Abstract:
Lip-reading recognition focuses on recognizing words spoken by a talking
face by only utilizing a video without audio. Lip-reading recognition can help
people with difficulties such as communication difficulties caused by
removing the larynx in the total laryngectomy. It is hard to recognize the lip
reads manually from humans. Therefore, it is necessary to build lip-reading
recognition models with good accuracy and efficiency that results in the
development of good practical applications. Lip-reading recognition involves
preprocessing steps such as face recognition, facial landmark detection and
image preprocessing, followed by mouth Region of Interest (ROI) extraction.
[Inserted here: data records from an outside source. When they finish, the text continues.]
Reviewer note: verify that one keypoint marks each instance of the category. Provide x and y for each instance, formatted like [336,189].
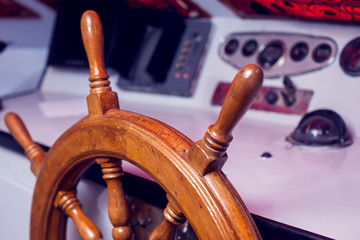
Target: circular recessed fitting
[322,53]
[350,58]
[231,46]
[249,48]
[271,54]
[299,51]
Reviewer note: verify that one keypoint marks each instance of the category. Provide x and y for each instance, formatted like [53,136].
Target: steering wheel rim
[70,158]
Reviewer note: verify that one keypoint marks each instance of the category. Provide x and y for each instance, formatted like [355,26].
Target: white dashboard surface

Currently, these preprocessing techniques are much improved in efficiency
and accuracy. Therefore, most recent works are focused on improving the
performance by developing the optimal architecture. In this paper, we propose
new lip-reading recognition model using Temporal Convolutional Networks
(TCN) for classification and utilizing different EfficientNet architectures for
feature extraction. First, we developed our base model for lip-reading
recognition with EfficientNet-B0 and TCN. Secondly, we obtained the
performance of the developed lip-reading recognition models by replacing
EfficientNet-B0 with the scaled versions of the family of EfficientNets,
EfficientNet-B1 to B6. All the models were trained for 80 epochs and Adam
optimizer was used with a batch size of 32. We compared the performance of
models when using different variants of EfficientNets. The results
demonstrate that lip-reading recognition can be improved when TCN is
combined with EfficientNet-B1, B2 and B3 architectures where the
accuracies are 83.8%, 81.8%, and 84.32%, respectively.